井上 平太 先生からの回答
手術をする場合には必ず手術糸を使って縫合する事になります。これは当たり前ですよね。この糸というものはどのような素材を使っても、生き物にとって異物であることに違いはございません。
今回起こっている反応は糸に対する異物反応と思われます。慢性的に非化膿性の炎症が長期にわたり継続すると縫合性肉芽種が起きたり、縫った糸から皮膚の表面まで管でつながり、滲出液や膿が漏れ続けることもございます。
この異物反応とは、糸に対する免疫が過剰に行われる事を言います。本来体に無害なので反応する必要がないのに、攻撃し続けてしまう一種のアレルギー性疾患です。
不衛生な糸を使う事と、この反応が起こることは、無関係です。ただし、絹糸は比較的この異物反応が出やすいので、最近はあまり使われなくなりました。しかし、絹糸を使う事は獣医学的にも教科書的にも、もちろん法的にも規制はされておりません。
ここ数年の現象ですが、最新の新素材を使った糸でもこの反応が見受けられるようになりました。犬自体の体質の問題なのか、あるいは体質を変えてしまう環境の問題があるのかは判りません。人間でもアレルギー体質の方が年々増えていますよね。
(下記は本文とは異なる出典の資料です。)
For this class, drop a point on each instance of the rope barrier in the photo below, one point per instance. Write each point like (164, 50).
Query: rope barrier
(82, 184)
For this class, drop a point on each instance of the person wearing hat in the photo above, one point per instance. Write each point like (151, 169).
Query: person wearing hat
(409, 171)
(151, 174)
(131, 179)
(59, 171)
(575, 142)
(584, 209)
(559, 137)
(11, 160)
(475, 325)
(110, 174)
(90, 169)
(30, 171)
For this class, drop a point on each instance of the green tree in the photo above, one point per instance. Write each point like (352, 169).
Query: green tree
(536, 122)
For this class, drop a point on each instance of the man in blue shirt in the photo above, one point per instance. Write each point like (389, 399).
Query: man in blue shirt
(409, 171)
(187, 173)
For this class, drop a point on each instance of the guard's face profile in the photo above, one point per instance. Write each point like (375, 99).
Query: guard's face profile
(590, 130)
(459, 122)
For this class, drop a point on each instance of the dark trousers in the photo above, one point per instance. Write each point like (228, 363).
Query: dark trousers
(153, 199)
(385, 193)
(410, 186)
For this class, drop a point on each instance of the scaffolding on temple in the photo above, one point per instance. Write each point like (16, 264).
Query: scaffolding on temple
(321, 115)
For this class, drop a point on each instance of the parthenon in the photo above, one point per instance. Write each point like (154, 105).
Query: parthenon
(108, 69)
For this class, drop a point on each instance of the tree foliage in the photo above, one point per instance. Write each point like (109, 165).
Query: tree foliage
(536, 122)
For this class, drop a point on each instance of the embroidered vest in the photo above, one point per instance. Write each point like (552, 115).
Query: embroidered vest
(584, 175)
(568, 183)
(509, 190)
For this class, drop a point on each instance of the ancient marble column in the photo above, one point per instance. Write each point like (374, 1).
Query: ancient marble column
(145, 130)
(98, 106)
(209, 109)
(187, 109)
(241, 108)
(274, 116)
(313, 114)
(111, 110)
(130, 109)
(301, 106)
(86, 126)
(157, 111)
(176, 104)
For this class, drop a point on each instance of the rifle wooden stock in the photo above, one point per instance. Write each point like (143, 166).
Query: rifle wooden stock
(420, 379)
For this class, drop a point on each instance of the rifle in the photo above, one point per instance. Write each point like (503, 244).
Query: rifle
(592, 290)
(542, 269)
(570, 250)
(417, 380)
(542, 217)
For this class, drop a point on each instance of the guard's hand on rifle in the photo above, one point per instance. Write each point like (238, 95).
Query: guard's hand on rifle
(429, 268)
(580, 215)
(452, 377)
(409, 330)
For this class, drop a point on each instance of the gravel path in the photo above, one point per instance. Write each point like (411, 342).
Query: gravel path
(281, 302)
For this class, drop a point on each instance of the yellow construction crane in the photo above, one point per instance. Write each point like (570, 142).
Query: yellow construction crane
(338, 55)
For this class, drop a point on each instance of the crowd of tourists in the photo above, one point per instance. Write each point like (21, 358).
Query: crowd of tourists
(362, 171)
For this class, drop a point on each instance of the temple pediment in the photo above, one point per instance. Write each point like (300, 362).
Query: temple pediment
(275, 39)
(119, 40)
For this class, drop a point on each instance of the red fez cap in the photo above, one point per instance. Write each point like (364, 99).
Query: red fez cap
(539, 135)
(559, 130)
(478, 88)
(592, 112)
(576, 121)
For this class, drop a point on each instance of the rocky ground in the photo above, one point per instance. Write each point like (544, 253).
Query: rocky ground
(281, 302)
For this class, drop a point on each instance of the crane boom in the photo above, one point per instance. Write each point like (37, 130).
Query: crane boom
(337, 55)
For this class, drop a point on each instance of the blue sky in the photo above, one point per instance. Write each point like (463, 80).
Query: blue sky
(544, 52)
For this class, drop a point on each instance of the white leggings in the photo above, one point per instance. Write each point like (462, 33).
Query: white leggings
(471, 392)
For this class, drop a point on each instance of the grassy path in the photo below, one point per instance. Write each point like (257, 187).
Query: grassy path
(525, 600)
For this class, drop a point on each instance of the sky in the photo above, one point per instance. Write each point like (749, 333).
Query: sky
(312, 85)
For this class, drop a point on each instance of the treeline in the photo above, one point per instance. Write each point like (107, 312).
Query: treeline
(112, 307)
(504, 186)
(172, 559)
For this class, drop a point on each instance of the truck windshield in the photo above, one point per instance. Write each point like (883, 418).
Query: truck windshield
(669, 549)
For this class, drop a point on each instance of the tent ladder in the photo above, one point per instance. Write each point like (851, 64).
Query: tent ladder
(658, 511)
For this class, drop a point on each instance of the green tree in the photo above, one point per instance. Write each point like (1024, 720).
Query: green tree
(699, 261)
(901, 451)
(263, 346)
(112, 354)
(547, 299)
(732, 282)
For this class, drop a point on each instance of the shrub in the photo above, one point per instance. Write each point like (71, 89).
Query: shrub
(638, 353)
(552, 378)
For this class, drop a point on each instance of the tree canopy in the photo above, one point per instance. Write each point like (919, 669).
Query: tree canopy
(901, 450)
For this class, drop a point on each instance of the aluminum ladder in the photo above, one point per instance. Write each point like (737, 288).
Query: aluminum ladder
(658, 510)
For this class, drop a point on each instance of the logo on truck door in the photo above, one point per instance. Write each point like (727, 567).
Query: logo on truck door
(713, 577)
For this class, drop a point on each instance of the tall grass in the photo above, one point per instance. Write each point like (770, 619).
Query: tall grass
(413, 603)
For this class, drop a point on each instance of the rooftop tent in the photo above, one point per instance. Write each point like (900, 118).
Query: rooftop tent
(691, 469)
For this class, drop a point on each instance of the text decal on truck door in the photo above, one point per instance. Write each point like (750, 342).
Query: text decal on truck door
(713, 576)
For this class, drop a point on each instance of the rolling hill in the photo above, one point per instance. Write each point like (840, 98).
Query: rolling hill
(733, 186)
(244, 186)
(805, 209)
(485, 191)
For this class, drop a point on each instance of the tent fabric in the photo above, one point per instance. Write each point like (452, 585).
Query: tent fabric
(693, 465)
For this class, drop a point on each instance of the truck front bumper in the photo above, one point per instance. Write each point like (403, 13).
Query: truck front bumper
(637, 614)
治療としてはその糸を手術で摘出するのが一番です。その時に皮下組織は縫わないか溶ける糸を使うか除去した物と別の糸を使って見るかは主治医の先生とよく話し合ってみるとよいでしょう。
他に健康上の問題がなければ、個人的には手術をお勧めいたします。
2009/03/18 23:13 参考になった! 0
投稿者 mattsu さん からの返答
井上先生、早々の回答を頂きありがとうございました。大変わかりやすい説明で良く理解できました。異物反応、一種のアレルギー反応とは、『衛生的でない糸を使った』より、頭の中で整理がつき一歩前進したような気持ちです。何年もこのような状態でしたので、摘出手術をうけさせようと思います。皮下組織の縫合の件、糸の種類は相談してみます。
とても丁寧なご説明をありがとうございました。
2009/03/25 11:13
手術について
はじめまして。手術のことで不安がありますので質問させていただきます。
ジャックラッセルテリア5歳、女の子です。
先週末より、一歳の時にうけた避妊手術のあとが赤くはれ、膿が出て、現在は、2~3ミリの穴があいている状態です。(一歳以降度々こういったことがあり、抗生物質でなおしてきました。)病院(避妊手術をうけた病院とは違います)では『縫合した糸が衛生的ではないとこういうことが起き、手術で糸を取り除く必要がある』との説明でした。事前にネットで『縫合性肉芽腫』という病気があるのを調べていたので、先生に『手術の際に絹糸が使われたからではないですか?』と質問すると『絹糸???うちではナイロンと○○○(←何の種類かわかりませんでした)しか使ってなんだけどなぁ。絹糸???』という回答だったのでそれ以上聞くことができませんでした。
そこで、質問なのですが、
『縫合性肉芽腫』と『糸が衛生的でない』ということは、同じなのか?
絹糸のことを触れなかった先生に手術をおまかせしてしまって大丈夫か?(避妊手術でこういうことになっているので慎重になっています)
去年、全身麻酔で抜歯をしているので犬にかなりの負担をかけてしまうのではないか?
ということが心配です。もうこれ以上、避妊手術の傷あとで、犬に余計な負担をかけたりしたくありません。どうぞよろしくお願いします。